Приблизительно тогда, когда меня вторично отправили в «холодную», я потерял представление о времени. Ни непосредственно после окончания серии пыток, ни позднее, спокойно размышляя, я не мог определить, как долго длилась эта первая серия: трое, четверо, пятеро суток? Я помню, что впервые возвращенный ненадолго в камеру я удивился, узнав, что миновали сутки. Кажется, был «утренний туалет» заключенных. Бывший полковник, оглядев меня (а «программа» еще далеко не была завершена), сказал: «Я бы и половины не выдержал!». Боюсь, что знакомство с моим опытом подорвало его стойкость. Но внешне он держался по-прежнему с большим достоинством; когда я рассказал ему о первой сцене у Берии, полковник заметил не без высокомерия: «Они, кажется, имеретинцы». В его устах это звучало так: «Обыкновенные разбойники…»

Второй мой сосед, в соответствии со своей ролью, советовал мне дать показания. Когда же я в полубеспамятстве лежал в неудобной позе на боку, бормоча про себя: «Ничего, ничего, ничего не понимаю…», я вдруг ощутил, что на меня смотрят: наши койки разделял стол; низко наклонив голову, «порученец» из-под стола глядел на меня внимательно и слушал мой шепот.

Но в течение первых дней заключения я пробыл в камере только несколько часов. Меня водили, а потом тащили из кабинета в кабинет, где меня по очереди избивали и допрашивали разные следователи, обычно два-три человека, так как я стал оказывать сопротивление (примерно на второй день: в начале я растерялся, а под конец ослаб). Иногда случайно заходившие следователи принимались словом и делом помогать товарищам, которым попался трудный «объект».

Самым жестоким и длительным избиениям я подвергался в кабинете Кобулова. В памяти запечатлелись только отдельные сцены, ночное освещение, несколько склоненных надо мною лиц, шум голосов. Однажды в комнату вошел какой-то человек и, как мне показалось, хохоча, крикнул: «А, это Гнедин! Да его надо трижды расстрелять за его преступления, завтра же!». Был и такой момент: мне в бреду померещилось, что Сталин на портрете, висевшим над столом Кобулова, зашевелился; я обратился к нему с пылкой речью. Сильным ударом меня оглушили. Другой раз, когда Кобулов, дабы я не мог оказывать сопротивление, особенно сильно прижал сапогом мой затылок, я потерял сознание.

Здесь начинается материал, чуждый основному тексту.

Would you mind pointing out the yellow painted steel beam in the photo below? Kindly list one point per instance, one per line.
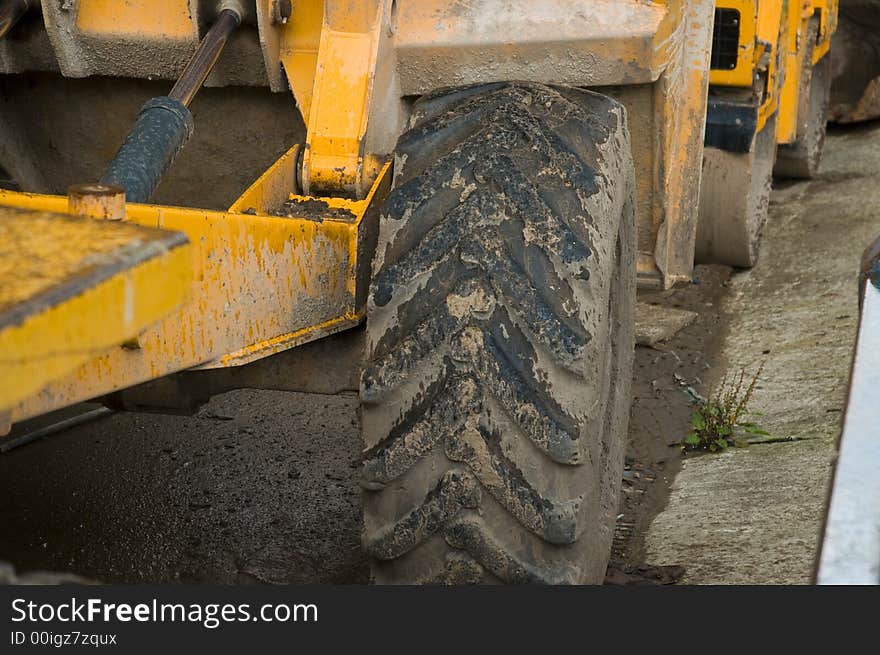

В одну из ночей, когда меня в очередной раз привели к Кобулову, он строго спросил: «Почему вы скрыли от следствия, что вы эпилептик?». Очевидно, у меня был нервный припадок, но я этого не помнил. Кто его знает, может быть, положительный ответ на этот вопрос избавил бы меня от дальнейших пыток; во всяком случае теперь, записывая этот эпизод, я подумал об этом.

Постепенно я потерял не столько способность, сколько самую возможность различать те или иные часы суток. В быту важнейшие вехи времени — это сон, пробуждение, прием пищи. Я не спал, есть мне не давали; кажется, я вовсе не пил в течение двух-трех суток; во всяком случае я не помнил, чтобы я хоть один раз за время «допроса с пристрастием» утолил жажду, да и вообще испытывал какие-либо физиологические потребности. Все происходившее со мной и вокруг меня стало одуряюще однообразным, приобрело какой-то призрачный характер, а мои поступки становились все менее мотивированными, хотя я и продолжал сохранять внутреннюю уверенность, а может быть, и маниакальную убежденность в том, что я выдержу. Как-то на рассвете, в маленькой комнате следователя Воронкова, я смутил моего мучителя, когда во время паузы опустился на пол. «Что вы делаете?» — воскликнул следователь, вероятно, решив, что я сошел с ума. «А вы сказали: либо пишите, либо ложитесь, вот я и лег…».

Однажды ночью, находясь в той же комнате, я услышал крики женщины из соседнего кабинета. Следователь лениво приоткрыл дверь. Видимо, его интересовало, кто из его коллег имеет дело с арестованной женщиной. Я же физически ощутил, как у меня зашевелились волосы на голове, «стали дыбом».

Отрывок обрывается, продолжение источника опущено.